In brief

  • Malaysian authorities have seized more than 75,000 crypto mining machines in over 3,000 raids between 2022 and May 2026, the Deputy Home Minister told parliament.
  • The operations, run with national utility Tenaga Nasional Berhad and the police, led to 629 arrests, he said.
  • Crypto trading is legal in Malaysia, but mining that relies on stolen electricity, tampered meters or unlicensed setups is not.

Malaysian authorities have seized more than 75,000 cryptocurrency mining machines in over 3,000 raids nationwide between 2022 and May 2026, Deputy Home Minister Datuk Seri Dr Shamsul Anuar told parliament on Wednesday, according to state news agency Bernama.

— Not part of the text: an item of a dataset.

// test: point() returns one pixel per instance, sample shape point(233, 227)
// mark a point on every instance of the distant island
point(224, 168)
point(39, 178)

The seizures came alongside 629 arrests in coordinated operations involving the Royal Malaysia Police, state utility Tenaga Nasional Berhad (TNB) and local authorities, he said, responding to a question in the Dewan Rakyat, the lower house of parliament.

Shamsul Anuar said the Home Ministry is expanding its enforcement approach, leaning on intelligence gathering and technology to flag likely hotspots before moving in so it can "respond faster and take more precise action." He attributed the persistence of illegal mining to strong demand for digital assets and the profits available from volatile token prices, while stressing that potential gains do not excuse crimes such as stealing electricity to cut running costs.

Malaysia and crypto

Owning and trading crypto is permitted in Malaysia, though it is not recognized as legal tender, Shamsul Anuar said. Mining crosses into illegality when it relies on “unauthorised electricity connections, tampering with meters, disrupting power supply systems or operating without the required licences,” he added.

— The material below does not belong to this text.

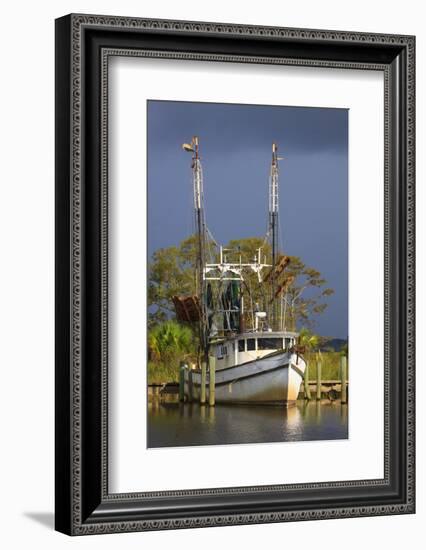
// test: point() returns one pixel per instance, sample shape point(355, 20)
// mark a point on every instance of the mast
point(197, 180)
point(273, 226)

The Securities Commission Malaysia regulates digital assets, while the central bank, Bank Negara Malaysia, oversees financial stability, payments and anti-money-laundering compliance.

The focus of the crackdown is on electricity theft rather than crypto policy. Mining rigs run around the clock and draw heavy, constant loads, and operators frequently bypass or tamper with meters to hide the consumption, leaving utilities to catch the fraud only when billed and actual usage diverge.

Years of raids

The latest tally extends a campaign that has run for years. In late 2025, Malaysia's energy ministry linked around $1.1 billion in power losses to some 14,000 illegal mining sites uncovered over five years, and set up a committee drawing on the finance ministry, Bank Negara and TNB to pursue offenders.

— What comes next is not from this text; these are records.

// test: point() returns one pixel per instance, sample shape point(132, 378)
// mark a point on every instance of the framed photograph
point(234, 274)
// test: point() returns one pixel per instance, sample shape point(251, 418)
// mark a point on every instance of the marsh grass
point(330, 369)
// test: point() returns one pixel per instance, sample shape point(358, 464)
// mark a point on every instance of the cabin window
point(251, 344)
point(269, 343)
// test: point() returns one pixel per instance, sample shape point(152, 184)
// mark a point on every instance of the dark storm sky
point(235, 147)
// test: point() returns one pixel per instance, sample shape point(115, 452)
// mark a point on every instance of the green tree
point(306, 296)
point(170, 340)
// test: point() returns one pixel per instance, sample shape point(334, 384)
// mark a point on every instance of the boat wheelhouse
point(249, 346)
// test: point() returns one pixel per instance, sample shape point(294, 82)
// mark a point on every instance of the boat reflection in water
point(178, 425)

Enforcement has at times been theatrical. Police have on more than one occasion crushed seized rigs with steamrollers, including hundreds of machines destroyed in 2024 and around 1,000 in a similar operation in 2021.

Malaysia is not alone in the region. Authorities elsewhere have mounted their own crackdowns, from a multimillion-dollar mining operation dismantled in Thailand to arrests in Hong Kong over electricity siphoned to power rigs.